What are some models of audience? 
 
We turn here to some alternative ways of thinking about the media audience 
that focus on people ´s active attempts to construct identity and use popular 
culture, rather than be used by it. 
 
Barwise and Ehremberg (1988) describe television as ‘low involvement’, in 
other words, the audience does not have to do much in order to consume the 
product. They provide two examples of this low involvement: 
-Little effort need to be made by a viewer, and she or he views TV in the 
same way as every other member of the wider audience. 
 
-People often watch TV while waiting for something else to happen: it is used 
to fill up ‘dead time’. 
 
Two models suggest that popular viewing is highly active and creative: 
 
In the first model, known as the ‘uses-gratifications approach’ the audience of 
popular culture – in this case popular TV – are able to use the media for 
specific purposes.
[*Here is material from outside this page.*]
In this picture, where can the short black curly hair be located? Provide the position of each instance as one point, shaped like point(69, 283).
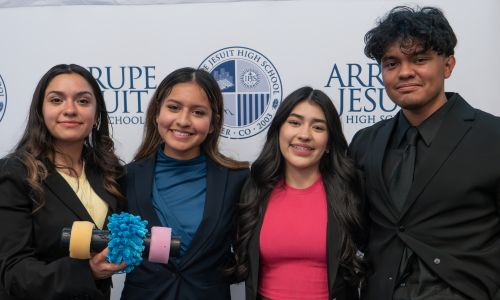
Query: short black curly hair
point(424, 27)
Thus if one needs background noise, the TV is used in a 
different way than if one is looking out for a particular item in a news 
broadcast – the audience have needs that they fulfill, or gratify, through 
active and selective TV use. 
 
Morley identifies three types of ‘decoding’ that are performed by audience 
members – that is, individual audience members ‘read’, interpret or pull apart 
(decode) the messages and images they see in different , ways with their 
backgrounds operating as filters through which this happens: 
 
-oppositional- Some audiences members reject what they see and replace the 
intended meaning with a new one that diverges from the message intended by 
those who made the product 
 
 
-negotiated- Some audience members twist the intended meaning to make it 
fit in with their own views of the world, and bits of each are fitted together 
for future use 
 
-dominant- Some audience members fully accept the dominant or intended 
meaning of the product and go along with it. 
 
Morley and Philo argue that our unique personal biographies, experiences and 
life stories act as a filter and influence our view of popular media products. 
The users of popular culture are seen as sophisticated, thinking beings, not 
necessarily taken in by dominant ideology or unable to think critically about 
the world because of the influence of mass culture.